Referenzsystem über Bezugsperson
Referenzsystem über Systembezug
Referenzsystem über Bezug zum übergeordneten System
Des Weiteren benötigt ein systemisches Leitbild daran anschließend die Definition von Werten, anhand derer Entscheidungen getroffen und Handlungen gestaltet werden. Daraus abgeleitet werden Struktur und Kultur des Systems, also die Art und Weise des Zusammenwirkens der einzelnen Teile. Schließlich sollten noch die Kompetenzen definiert werden, sowohl die erforderlichen als auch die zur Verfügung stehenden. Erst dann, im letzten Schritt, kann die Definition von Ergebnissen in Form von Produkten, Projekten und Dienstleistungen erfolgen. Wurde die Entwicklung des Leitbildes kompetent begleitet und wurden bei der Definition der einzelnen Aspekte keine faulen Kompromisse eingegangen, dann werden die Ergebnisse einen ganz klar erkennbaren Bezug zum Bedarf des übergeordneten Systems aufweisen.
Ist dieser Prozess erfolgreich, dann erkennen wir das im ersten Moment an einer Veränderung der Klient:innen – plötzlich strahlt Klarheit und Tatkraft aus ihnen. Diese Klarheit ermöglicht fundierte Entscheidungen und schenkt eine nahezu unerschütterliche Sicherheit. Klient:innen erleben sehr häufig während und nach einem Leitbildprozess eine innere Beruhigung und zugleich einen unbändigen Antrieb. Da ist einerseits Beruhigung, also in einem starken, gefestigten Vertrauen zur Ruhe zu kommen. Gleichzeitig entsteht Antrieb, also ein Schöpfen von Energie und Motivation aus der Gewissheit, einen sinnvollen Beitrag zu einem größeren, übergeordneten Ganzen zu leisten.

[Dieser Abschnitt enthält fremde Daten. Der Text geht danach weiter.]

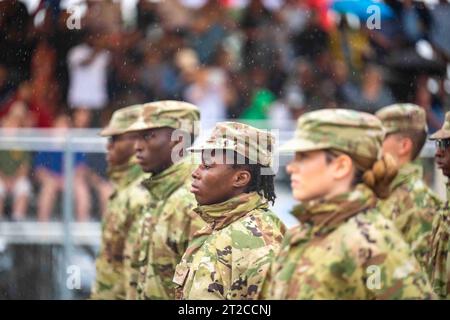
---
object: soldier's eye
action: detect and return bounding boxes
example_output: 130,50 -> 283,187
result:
142,132 -> 155,140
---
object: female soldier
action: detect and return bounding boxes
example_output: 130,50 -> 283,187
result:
262,109 -> 432,299
174,122 -> 284,299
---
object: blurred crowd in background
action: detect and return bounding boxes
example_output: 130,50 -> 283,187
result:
0,0 -> 450,221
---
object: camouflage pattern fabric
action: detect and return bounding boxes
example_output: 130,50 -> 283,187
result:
91,159 -> 148,299
188,122 -> 275,166
279,109 -> 385,169
375,103 -> 428,133
428,184 -> 450,299
126,100 -> 200,134
262,185 -> 434,299
378,163 -> 442,270
132,159 -> 204,299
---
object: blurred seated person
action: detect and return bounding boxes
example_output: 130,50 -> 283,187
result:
0,103 -> 31,221
72,108 -> 113,218
33,114 -> 91,222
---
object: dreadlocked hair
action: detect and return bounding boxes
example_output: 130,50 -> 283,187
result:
232,152 -> 277,205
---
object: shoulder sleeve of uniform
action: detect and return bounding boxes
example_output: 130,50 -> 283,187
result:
226,212 -> 283,300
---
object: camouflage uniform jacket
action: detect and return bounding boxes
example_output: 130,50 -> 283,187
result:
132,160 -> 204,299
174,192 -> 284,300
91,160 -> 146,299
378,163 -> 442,270
428,184 -> 450,299
262,185 -> 433,300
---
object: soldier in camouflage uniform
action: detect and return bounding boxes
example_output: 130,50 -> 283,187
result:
174,122 -> 284,300
262,109 -> 433,299
127,101 -> 204,299
376,104 -> 442,270
91,105 -> 148,299
427,112 -> 450,299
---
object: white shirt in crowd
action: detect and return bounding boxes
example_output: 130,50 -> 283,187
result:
67,44 -> 111,109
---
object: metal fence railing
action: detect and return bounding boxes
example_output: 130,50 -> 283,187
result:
0,123 -> 445,299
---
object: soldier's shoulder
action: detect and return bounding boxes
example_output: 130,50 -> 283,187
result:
332,208 -> 408,254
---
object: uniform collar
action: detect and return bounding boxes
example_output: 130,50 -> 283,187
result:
194,192 -> 269,234
390,162 -> 423,191
292,184 -> 377,240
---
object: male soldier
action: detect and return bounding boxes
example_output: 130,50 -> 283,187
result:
262,109 -> 433,300
376,104 -> 442,270
427,112 -> 450,299
174,122 -> 284,300
127,101 -> 203,299
91,105 -> 149,299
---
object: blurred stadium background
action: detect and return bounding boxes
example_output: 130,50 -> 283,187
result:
0,0 -> 450,299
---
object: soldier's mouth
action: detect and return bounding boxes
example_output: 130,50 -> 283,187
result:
191,183 -> 200,194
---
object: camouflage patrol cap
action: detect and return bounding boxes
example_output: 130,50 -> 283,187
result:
100,104 -> 142,137
375,103 -> 428,133
187,122 -> 275,166
430,111 -> 450,140
279,109 -> 385,167
127,100 -> 200,134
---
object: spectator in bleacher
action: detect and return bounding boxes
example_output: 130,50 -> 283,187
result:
0,102 -> 31,221
347,64 -> 394,113
33,114 -> 91,222
67,34 -> 111,127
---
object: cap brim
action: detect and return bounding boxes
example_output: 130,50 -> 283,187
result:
99,127 -> 120,137
430,129 -> 450,140
278,138 -> 330,153
186,143 -> 234,152
124,122 -> 161,133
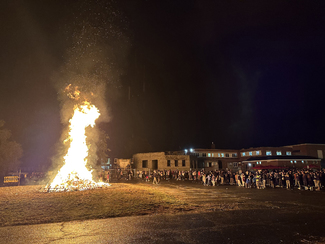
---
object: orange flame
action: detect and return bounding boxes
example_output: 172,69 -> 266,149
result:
47,84 -> 109,191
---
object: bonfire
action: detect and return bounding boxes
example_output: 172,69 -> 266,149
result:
45,85 -> 109,192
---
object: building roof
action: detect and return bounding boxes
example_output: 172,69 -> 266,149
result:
243,155 -> 320,161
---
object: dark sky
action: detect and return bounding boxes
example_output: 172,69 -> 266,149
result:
0,0 -> 325,170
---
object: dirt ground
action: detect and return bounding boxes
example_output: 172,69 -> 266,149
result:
0,181 -> 325,243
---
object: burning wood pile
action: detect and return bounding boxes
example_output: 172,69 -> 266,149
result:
42,172 -> 110,192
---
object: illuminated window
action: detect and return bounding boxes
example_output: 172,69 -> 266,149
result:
142,160 -> 148,168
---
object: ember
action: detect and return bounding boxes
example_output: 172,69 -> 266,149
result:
44,85 -> 109,192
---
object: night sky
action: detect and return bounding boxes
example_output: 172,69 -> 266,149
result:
0,0 -> 325,171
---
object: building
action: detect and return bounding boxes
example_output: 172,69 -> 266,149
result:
133,143 -> 325,171
133,152 -> 192,171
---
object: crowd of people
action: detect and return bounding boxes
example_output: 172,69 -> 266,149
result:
133,169 -> 325,191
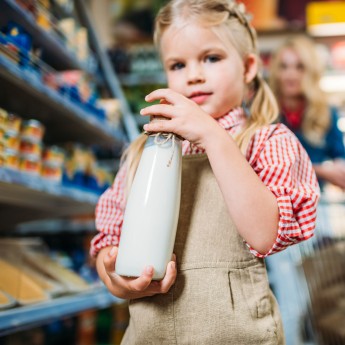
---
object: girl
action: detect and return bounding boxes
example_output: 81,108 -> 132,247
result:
91,0 -> 318,345
270,36 -> 345,189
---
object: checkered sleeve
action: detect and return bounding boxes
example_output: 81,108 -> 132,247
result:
249,124 -> 320,257
90,165 -> 126,256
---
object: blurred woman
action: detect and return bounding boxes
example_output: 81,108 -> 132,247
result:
270,36 -> 345,189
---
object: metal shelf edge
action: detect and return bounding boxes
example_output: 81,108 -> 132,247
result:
0,286 -> 123,336
1,0 -> 90,73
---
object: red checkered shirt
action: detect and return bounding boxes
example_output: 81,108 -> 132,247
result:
90,108 -> 320,257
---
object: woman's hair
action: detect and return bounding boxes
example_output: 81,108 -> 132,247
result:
270,36 -> 330,145
121,0 -> 278,195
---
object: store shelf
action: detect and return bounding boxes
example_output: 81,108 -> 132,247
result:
0,286 -> 123,336
0,0 -> 87,70
119,72 -> 166,86
0,56 -> 124,145
0,168 -> 98,229
15,219 -> 96,235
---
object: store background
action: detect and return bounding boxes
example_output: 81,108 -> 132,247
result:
0,0 -> 345,345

Dies kann verwirrend wirken, weil wir die Kombination solcher Zustände oftmals nicht mehr gewohnt sind.
Neue, unerschöpfliche Quellen
Mit einem systemischen Leitbild sind die Klient:innen also in der Lage, Entscheidungen selbständig und zielgerichtet zu treffen. Es entsteht eine neue Ökologie der Entscheidungsfindung. Handlungen verlieren den Anschein von Willkür und Zufall. Motivation muss nicht mehr extrinsisch „eingeimpft“ werden, denn aus dem Bewusstsein betreffend Sinn und Zweck der eigenen Existenz und des eigenen Beitrags sprudelt intrinsische Motivation wie frisches Wasser aus einer Quelle im Gebirge. Und was da so hervorsprudelt ist in gleichem Maße gesund und rein wie Wasser.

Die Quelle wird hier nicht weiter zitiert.